Sedangkan syarat setiap bungkus rokok berisi minimal 20 batang, tentunya berdampak kepada naiknya biaya operasional. Kalau itu terjadi, maka buruh IHT serta petani tembakau bakalan kena dampaknya juga.
Karena itu, sejak awal, petani tembakau serta para serikat dan organisasi pekerja IHT terus melakukan protes dan penolakan.
Kebijakan anti-petani tembakau
Guru Besar Universitas Airlangga (Unair), Prof Hotman Siahaan, menyebut bahwa kebijakan Menteri Keuangan Sri Mulyani mengerek naik cukai rokok 11,6 persen pada 2023 jelas merugikan IHT dan petani tembakau.
Padahal, kata dia, sektor industri ini adalah padat karya, khususnya Sigaret Kretek Tangan (SKT).
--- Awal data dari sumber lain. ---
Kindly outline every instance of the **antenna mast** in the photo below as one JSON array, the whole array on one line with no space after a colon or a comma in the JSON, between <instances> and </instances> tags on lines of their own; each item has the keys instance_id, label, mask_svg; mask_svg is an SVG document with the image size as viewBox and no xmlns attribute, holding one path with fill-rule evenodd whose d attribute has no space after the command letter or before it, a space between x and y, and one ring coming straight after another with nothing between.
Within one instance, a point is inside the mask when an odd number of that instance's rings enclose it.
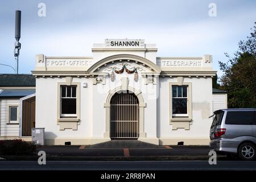
<instances>
[{"instance_id":1,"label":"antenna mast","mask_svg":"<svg viewBox=\"0 0 256 182\"><path fill-rule=\"evenodd\" d=\"M19 49L20 49L21 44L19 42L20 38L20 18L21 11L16 10L15 12L15 39L14 42L14 57L16 59L16 74L19 73Z\"/></svg>"}]
</instances>

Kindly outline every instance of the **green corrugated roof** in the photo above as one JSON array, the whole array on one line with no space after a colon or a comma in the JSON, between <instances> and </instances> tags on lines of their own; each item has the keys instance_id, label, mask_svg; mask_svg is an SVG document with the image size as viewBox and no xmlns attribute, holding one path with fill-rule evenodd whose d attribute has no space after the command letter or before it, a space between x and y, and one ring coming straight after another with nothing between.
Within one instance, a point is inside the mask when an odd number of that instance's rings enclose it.
<instances>
[{"instance_id":1,"label":"green corrugated roof","mask_svg":"<svg viewBox=\"0 0 256 182\"><path fill-rule=\"evenodd\" d=\"M35 86L35 78L28 74L0 74L0 86Z\"/></svg>"},{"instance_id":2,"label":"green corrugated roof","mask_svg":"<svg viewBox=\"0 0 256 182\"><path fill-rule=\"evenodd\" d=\"M0 90L1 97L24 97L35 93L35 89L2 89Z\"/></svg>"},{"instance_id":3,"label":"green corrugated roof","mask_svg":"<svg viewBox=\"0 0 256 182\"><path fill-rule=\"evenodd\" d=\"M220 89L215 89L214 88L212 88L212 93L228 93L228 92L221 90Z\"/></svg>"}]
</instances>

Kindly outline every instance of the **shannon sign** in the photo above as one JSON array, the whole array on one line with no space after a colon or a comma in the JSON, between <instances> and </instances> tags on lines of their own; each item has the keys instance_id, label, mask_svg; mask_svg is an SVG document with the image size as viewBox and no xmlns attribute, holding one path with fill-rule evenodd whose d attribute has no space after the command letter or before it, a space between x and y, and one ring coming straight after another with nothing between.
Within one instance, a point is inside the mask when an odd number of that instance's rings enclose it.
<instances>
[{"instance_id":1,"label":"shannon sign","mask_svg":"<svg viewBox=\"0 0 256 182\"><path fill-rule=\"evenodd\" d=\"M105 39L106 48L144 48L143 39Z\"/></svg>"}]
</instances>

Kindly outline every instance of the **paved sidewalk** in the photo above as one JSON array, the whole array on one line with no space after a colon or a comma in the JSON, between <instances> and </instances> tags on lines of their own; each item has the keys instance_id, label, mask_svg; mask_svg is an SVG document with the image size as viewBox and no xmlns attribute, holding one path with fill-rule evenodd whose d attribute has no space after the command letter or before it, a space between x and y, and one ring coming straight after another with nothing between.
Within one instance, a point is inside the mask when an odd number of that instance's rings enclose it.
<instances>
[{"instance_id":1,"label":"paved sidewalk","mask_svg":"<svg viewBox=\"0 0 256 182\"><path fill-rule=\"evenodd\" d=\"M44 146L44 151L52 160L208 160L207 146L158 146L137 140L116 140L82 146ZM2 156L9 160L34 160L34 156ZM222 159L225 156L218 156Z\"/></svg>"}]
</instances>

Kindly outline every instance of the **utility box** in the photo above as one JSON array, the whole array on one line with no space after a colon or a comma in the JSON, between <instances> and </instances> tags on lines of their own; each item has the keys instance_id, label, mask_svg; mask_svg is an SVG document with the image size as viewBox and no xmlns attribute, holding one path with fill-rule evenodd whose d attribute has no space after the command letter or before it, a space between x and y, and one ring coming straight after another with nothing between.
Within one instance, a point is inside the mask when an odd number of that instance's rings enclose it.
<instances>
[{"instance_id":1,"label":"utility box","mask_svg":"<svg viewBox=\"0 0 256 182\"><path fill-rule=\"evenodd\" d=\"M32 128L32 142L39 145L44 145L44 128Z\"/></svg>"}]
</instances>

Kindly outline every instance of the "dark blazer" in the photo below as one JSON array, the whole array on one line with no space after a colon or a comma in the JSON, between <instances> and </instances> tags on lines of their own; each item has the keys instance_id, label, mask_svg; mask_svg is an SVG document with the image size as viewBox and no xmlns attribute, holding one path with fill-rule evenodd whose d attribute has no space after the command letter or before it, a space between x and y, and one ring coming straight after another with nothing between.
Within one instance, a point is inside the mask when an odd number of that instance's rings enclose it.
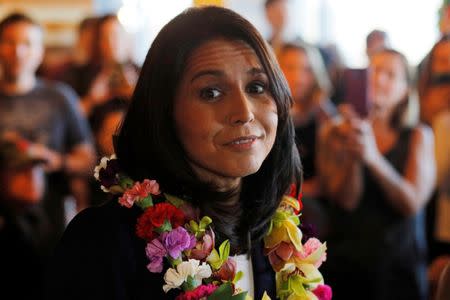
<instances>
[{"instance_id":1,"label":"dark blazer","mask_svg":"<svg viewBox=\"0 0 450 300\"><path fill-rule=\"evenodd\" d=\"M79 213L56 248L46 276L46 299L174 299L165 294L162 274L146 266L145 241L135 234L139 208L111 201ZM275 299L275 276L262 253L252 250L255 299L267 291Z\"/></svg>"}]
</instances>

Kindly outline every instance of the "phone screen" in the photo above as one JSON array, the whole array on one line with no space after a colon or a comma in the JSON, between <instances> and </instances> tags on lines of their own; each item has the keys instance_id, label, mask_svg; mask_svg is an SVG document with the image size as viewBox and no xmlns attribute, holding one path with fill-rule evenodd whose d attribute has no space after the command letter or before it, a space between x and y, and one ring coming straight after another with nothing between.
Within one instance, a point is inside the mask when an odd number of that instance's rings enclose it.
<instances>
[{"instance_id":1,"label":"phone screen","mask_svg":"<svg viewBox=\"0 0 450 300\"><path fill-rule=\"evenodd\" d=\"M367 69L347 69L344 72L344 100L361 118L369 113L367 97Z\"/></svg>"}]
</instances>

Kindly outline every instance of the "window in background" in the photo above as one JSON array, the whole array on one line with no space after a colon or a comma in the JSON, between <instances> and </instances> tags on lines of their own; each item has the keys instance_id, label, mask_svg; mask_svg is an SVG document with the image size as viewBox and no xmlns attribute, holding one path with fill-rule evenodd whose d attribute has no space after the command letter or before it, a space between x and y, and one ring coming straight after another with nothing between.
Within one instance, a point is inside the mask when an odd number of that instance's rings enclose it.
<instances>
[{"instance_id":1,"label":"window in background","mask_svg":"<svg viewBox=\"0 0 450 300\"><path fill-rule=\"evenodd\" d=\"M97 0L103 2L101 0ZM134 57L142 63L156 34L171 18L192 6L192 0L115 0L118 15L135 38ZM226 7L250 20L262 35L270 36L265 0L224 0ZM392 46L412 65L438 39L438 10L442 0L287 0L285 38L302 37L320 45L336 44L349 67L367 64L365 38L372 29L385 30Z\"/></svg>"}]
</instances>

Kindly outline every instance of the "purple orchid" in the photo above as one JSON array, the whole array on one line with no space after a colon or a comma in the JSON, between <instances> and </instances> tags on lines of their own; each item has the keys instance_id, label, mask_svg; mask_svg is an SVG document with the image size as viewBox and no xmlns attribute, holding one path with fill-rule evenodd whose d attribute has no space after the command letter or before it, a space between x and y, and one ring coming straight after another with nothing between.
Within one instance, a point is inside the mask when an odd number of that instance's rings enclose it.
<instances>
[{"instance_id":1,"label":"purple orchid","mask_svg":"<svg viewBox=\"0 0 450 300\"><path fill-rule=\"evenodd\" d=\"M161 235L161 241L173 259L180 257L181 252L195 247L195 236L183 227L177 227L169 232L164 232Z\"/></svg>"}]
</instances>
Bisa dibayangkan jika sektor IHT di daerah sentra tembakau nyungsep, perekonomian daerah itu pastinya ikut jeblok.
“Padahal, jika perekonomian daerah penghasil tembakau itu bagus, akan menopang perekonomian provinsi dan nasional,” kata Prof Hotman.
Prof Hotman mengatakan, pemerintah pusat seharusnya menyadari efek dominonya dari melajunya perekonomian daerah. Sehingga, jangan gegabah dengan mengerek naik cukai hasil tembakau (CHT).